Log Service provides powerful alerting and analysis capabilities that help you quickly analyze and locate the subdimensions of abnormal metrics. When a time series metric is abnormal, you can use the root cause analysis function to quickly analyze the dimension attributes that result in the abnormal metric. For example, when your page view drops at a specified time, you can use the root cause analysis function to analyze the abnormal dimensions such as the province or city, carrier, and channel. This reduces the time and cost for problem analysis.
select rca_kpi_search(varchar_array, name_array, real, forecast, level)

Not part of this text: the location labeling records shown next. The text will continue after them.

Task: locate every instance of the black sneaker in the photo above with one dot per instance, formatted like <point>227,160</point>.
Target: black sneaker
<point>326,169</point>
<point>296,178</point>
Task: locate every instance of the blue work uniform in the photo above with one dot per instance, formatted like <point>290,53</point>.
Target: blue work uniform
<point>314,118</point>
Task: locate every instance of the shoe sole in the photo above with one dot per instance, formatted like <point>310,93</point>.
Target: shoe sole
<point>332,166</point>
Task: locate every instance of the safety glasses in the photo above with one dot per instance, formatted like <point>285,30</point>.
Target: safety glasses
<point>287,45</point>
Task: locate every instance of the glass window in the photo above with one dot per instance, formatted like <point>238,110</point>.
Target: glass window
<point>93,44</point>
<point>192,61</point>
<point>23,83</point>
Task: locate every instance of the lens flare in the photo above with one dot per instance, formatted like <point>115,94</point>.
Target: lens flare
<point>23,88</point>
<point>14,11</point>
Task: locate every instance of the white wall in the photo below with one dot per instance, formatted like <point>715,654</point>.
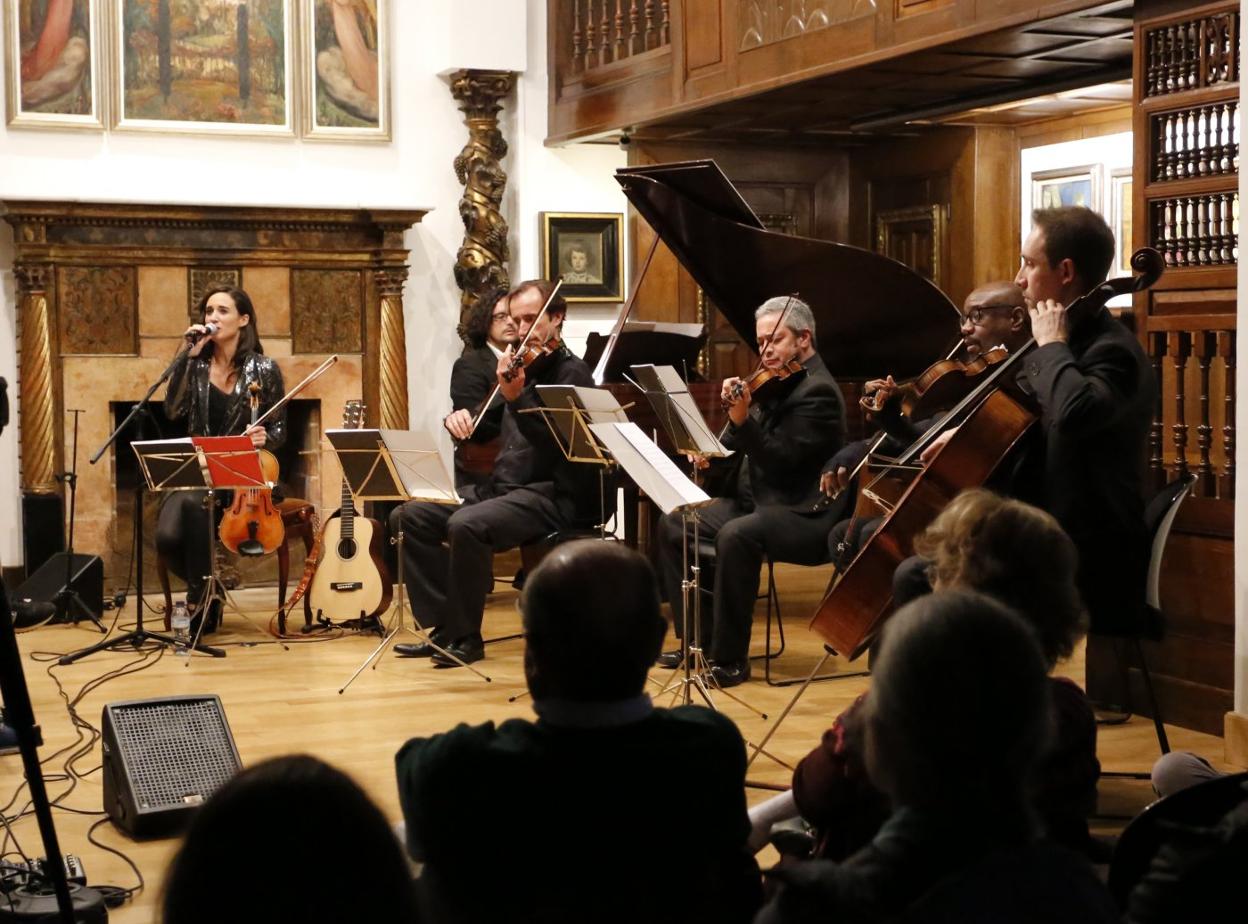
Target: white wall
<point>413,171</point>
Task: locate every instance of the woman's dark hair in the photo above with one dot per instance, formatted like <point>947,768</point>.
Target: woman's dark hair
<point>1015,553</point>
<point>291,838</point>
<point>481,315</point>
<point>248,337</point>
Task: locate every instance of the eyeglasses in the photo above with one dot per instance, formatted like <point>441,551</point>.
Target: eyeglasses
<point>977,316</point>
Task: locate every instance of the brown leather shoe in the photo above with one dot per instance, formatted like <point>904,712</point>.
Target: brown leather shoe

|varchar_array||The dimensions.||Array, for example, array[col1, col2, col3].|
|name_array||The dimension attributes.||Array, for example, array['col1', 'col2', 'col3'].|
|real||The actual value of each dimension specified by the varchar_array parameter.||Double type. Valid values: all real numbers.|
|forecast||The predicted value of each dimension specified by the varchar_array parameter.||Double type. Valid values: all real numbers.|
|level||The number of dimensions corresponding to the output root cause sets. A value of 0 indicates that all root cause sets that are found are returned.||Long type. Valid values: [0, number of analyzed dimensions]. The number of analyzed dimensions is the number of elements in the array specified by the varchar_array parameter.|
- The statement for query and analysis is as follows:
Use a subquery to obtain the actual value and predicted value of each fine-grained attribute, and then call the rca_kpi_search function to analyze the root cause of the exception.
* not Status:200 | select rca_kpi_search( array[ ProjectName, LogStore, UserAgent, Method ], array[ 'ProjectName', 'LogStore', 'UserAgent', 'Method' ], real, forecast, 1) from ( select ProjectName, LogStore, UserAgent, Method, sum(case when time < 1552436040 then real else 0 end) * 1.0 / sum(case when time < 1552436040 then 1 else 0 end) as forecast, sum(case when time >=1552436040 then real else 0 end) *1.0 / sum(case when time >= 1552436040 then 1 else 0 end) as real from ( select __time__ - __time__ % 60 as time, ProjectName, LogStore, UserAgent, Method, COUNT(*) as real from log GROUP by time, ProjectName, LogStore, UserAgent, Method ) GROUP BY ProjectName, LogStore, UserAgent, Method limit 100000000)
- The following figure shows the output result.
|rcSets||The root cause sets. Each value is an array.|
|rcItems||The root cause set.|
|kpi||The KPI in the root cause set. attr indicates a dimension, and val indicates an attribute in the dimension.|
|nleaf||The number of leaves that the current KPI covers in the raw data. Each leaf is a log for the finest-grained attributes.|
|change||The ratio of changes in the leaves covered by the current KPI to the total changes at the same time point.|
|score||The abnormality score of the current KPI. Valid values: [0, 1].|